No Pain – No gain: Nur Schmerzen zählen
2. Juni 2010 von Riedel
No pain, no gain. Grob übersetzt heißt das: Ohne Schmerzen, kein Leistungszuwachs. Zu den weit verbreiteten Fitnessmythen zählt auch, dass man ohne Schmerzen beim raining keinen Fortschritt erreicht. Diese Ansicht ist aber weder gesund, noch richtig.
Es gibt einige Sprüche für Sportler, die man getrost aus dem Gedächtnis verbannen sollte. Dazu gehört auch die eher zweifelhaft Weisheit „no pain, no gain“ oder „Schmerz ist Schwäche, die den Körper verlässt“. Beide Weisheiten möchten einem vorgaukeln, dass man nur fitter wird, wenn Training mit körperlicher Pein verbunden ist. Doch das ist ebenso falsch wie gefährlich.
Schmerzen im Training sind nie gut
„Schmerzen sind beim Sport nie etwas Gutes“, sagt Sportmediziner Dr. Markus Klingenberg. „Eher das Gegenteil ist der Fall. Schmerzen sind grundsätzlich ein Anzeichen für eine Überbelastung oder sogar auf für eine Verletzung.
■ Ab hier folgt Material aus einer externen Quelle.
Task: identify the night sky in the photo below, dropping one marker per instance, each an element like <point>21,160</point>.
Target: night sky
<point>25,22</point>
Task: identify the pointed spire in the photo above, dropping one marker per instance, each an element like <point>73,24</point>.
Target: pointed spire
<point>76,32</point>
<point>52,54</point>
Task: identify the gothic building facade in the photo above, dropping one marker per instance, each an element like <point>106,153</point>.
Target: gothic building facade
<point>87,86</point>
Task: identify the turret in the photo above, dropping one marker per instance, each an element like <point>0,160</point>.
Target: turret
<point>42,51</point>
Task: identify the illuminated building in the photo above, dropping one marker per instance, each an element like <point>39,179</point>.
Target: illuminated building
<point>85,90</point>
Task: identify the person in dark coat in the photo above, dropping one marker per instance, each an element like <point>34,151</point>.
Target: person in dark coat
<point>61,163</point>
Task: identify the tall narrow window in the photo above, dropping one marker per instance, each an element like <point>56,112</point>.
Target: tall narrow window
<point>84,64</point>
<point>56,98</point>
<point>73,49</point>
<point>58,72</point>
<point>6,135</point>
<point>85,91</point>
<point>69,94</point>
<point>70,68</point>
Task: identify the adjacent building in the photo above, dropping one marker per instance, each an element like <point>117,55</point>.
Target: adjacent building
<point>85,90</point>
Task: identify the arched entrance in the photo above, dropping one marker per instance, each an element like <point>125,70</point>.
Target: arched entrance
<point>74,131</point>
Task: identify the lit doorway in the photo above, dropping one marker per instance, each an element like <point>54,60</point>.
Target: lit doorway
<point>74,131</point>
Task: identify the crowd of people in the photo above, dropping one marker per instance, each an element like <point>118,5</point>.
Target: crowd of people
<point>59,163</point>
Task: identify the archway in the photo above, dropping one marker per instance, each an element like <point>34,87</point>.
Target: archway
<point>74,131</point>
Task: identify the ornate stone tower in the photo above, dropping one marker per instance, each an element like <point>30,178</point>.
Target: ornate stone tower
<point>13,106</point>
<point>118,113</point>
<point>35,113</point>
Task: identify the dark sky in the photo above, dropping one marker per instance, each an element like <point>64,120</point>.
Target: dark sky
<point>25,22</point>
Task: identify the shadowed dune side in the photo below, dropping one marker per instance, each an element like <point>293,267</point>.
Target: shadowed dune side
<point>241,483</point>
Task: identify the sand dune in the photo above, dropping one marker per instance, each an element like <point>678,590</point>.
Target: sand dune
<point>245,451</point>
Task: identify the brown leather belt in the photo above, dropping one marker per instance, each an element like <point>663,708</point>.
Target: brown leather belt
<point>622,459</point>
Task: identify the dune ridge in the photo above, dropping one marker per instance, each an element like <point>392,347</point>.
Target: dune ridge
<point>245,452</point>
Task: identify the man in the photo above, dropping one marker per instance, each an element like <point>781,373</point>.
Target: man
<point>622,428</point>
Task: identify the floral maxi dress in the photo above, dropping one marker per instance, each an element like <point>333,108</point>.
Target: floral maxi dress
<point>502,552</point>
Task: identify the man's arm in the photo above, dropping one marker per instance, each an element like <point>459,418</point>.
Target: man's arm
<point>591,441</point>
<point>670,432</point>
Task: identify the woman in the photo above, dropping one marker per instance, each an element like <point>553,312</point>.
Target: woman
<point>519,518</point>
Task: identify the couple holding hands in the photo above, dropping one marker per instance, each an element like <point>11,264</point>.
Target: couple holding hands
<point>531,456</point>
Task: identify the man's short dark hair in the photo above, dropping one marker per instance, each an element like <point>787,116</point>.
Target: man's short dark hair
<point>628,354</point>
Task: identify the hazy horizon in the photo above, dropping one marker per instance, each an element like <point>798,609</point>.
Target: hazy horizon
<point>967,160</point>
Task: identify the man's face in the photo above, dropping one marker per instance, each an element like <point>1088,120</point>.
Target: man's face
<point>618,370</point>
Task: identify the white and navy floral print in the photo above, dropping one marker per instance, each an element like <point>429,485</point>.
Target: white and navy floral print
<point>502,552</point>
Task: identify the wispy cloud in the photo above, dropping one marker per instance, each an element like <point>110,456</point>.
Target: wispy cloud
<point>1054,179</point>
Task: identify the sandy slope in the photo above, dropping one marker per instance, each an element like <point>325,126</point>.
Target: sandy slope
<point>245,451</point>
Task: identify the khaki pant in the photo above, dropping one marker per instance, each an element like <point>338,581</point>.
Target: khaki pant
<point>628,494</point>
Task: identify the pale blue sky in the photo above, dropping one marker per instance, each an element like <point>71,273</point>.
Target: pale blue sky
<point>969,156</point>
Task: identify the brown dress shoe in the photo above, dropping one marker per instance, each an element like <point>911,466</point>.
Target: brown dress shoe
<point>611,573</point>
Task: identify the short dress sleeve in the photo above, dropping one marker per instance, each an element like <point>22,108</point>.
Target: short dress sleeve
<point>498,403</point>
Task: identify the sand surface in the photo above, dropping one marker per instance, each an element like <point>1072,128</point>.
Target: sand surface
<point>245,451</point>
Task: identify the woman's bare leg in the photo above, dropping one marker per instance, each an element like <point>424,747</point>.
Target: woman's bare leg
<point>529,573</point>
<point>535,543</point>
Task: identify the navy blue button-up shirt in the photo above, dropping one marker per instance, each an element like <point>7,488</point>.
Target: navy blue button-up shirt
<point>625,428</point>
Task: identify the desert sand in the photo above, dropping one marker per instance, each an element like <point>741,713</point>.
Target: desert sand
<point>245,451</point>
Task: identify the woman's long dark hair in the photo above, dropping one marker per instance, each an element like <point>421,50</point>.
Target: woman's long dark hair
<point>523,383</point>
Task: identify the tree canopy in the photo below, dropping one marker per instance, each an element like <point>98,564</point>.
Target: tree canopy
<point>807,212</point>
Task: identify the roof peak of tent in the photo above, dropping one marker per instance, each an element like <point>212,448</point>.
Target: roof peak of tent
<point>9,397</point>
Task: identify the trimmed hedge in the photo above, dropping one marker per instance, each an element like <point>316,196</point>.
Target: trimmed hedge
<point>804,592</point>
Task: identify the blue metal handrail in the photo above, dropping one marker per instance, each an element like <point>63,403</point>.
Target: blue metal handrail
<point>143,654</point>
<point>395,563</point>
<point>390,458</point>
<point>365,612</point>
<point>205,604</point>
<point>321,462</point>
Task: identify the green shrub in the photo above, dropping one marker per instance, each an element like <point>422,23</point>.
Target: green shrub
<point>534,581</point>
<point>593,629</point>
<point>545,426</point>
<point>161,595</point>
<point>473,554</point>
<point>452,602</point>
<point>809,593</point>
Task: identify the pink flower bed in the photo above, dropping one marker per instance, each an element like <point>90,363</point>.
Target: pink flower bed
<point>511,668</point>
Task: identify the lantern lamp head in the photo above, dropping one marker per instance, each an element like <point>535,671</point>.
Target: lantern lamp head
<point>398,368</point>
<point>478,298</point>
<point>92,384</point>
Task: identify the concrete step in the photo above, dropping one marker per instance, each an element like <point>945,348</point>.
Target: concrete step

Und wenn man trotz Verletzung weiter trainiert, oder sein Pensum sogar noch einmal steigert, riskiert man eine Verschlechterung.“
Die Phrase „no pain, no gain” stammt vom Anfang der 80er Jahre, als Fitness-Queen Jane Fonda ihre Aerobic-Videos mit martialischen Sprüchen wie „feel the burn“ (spür wie es brennt) oder eben dem no pain-Slogan zu vermarkten versuchte. In der Fitness- und Bodybuilder-Szene wurden diese markigen Sprüche anschließend auf das eigene Training übertragen. Mit zweifelhaftem Erfolg.
Verletzungen verschlimmern sich
„Trainiert man beispielsweise mit einem Muskelkater, riskiert man, dass die Mikrorisse in der Muskulatur sich vergrößern und die Probleme größer werden“, erklärt Dr. Klingenberg. Auch sonst sind Schmerzen ein Signal des Körpers, eher eine Pause einzulegen als weiter zu trainieren.
Schmerzen können beim Sport auf verschiedene Weise entstehen. Etwa durch den schon erwähnten Muskelkater, durch Verletzungen, oder durch Anpassungsschmerz.
„Um zu verhindern, dass eine Verletzung schlimmer wird, sollte man sofort mit dem Sport aufhören“, sagt Dr. Klingenberg. Dabei spielt es keine Rolle, ob man eine Verletzung wie eine Zerrung, eine Prellung oder ein Bänderriss hat oder einfach nur überlastet ist. Bei einer Überlastung ist der Muskel zudem erschöpft. Trainiert man dennoch weiter, ist das Training eher kontraproduktiv: Die Regenerationszeit verlängert sich und man riskiert im schlimmsten Fall eine schwerwiegendere Verletzung.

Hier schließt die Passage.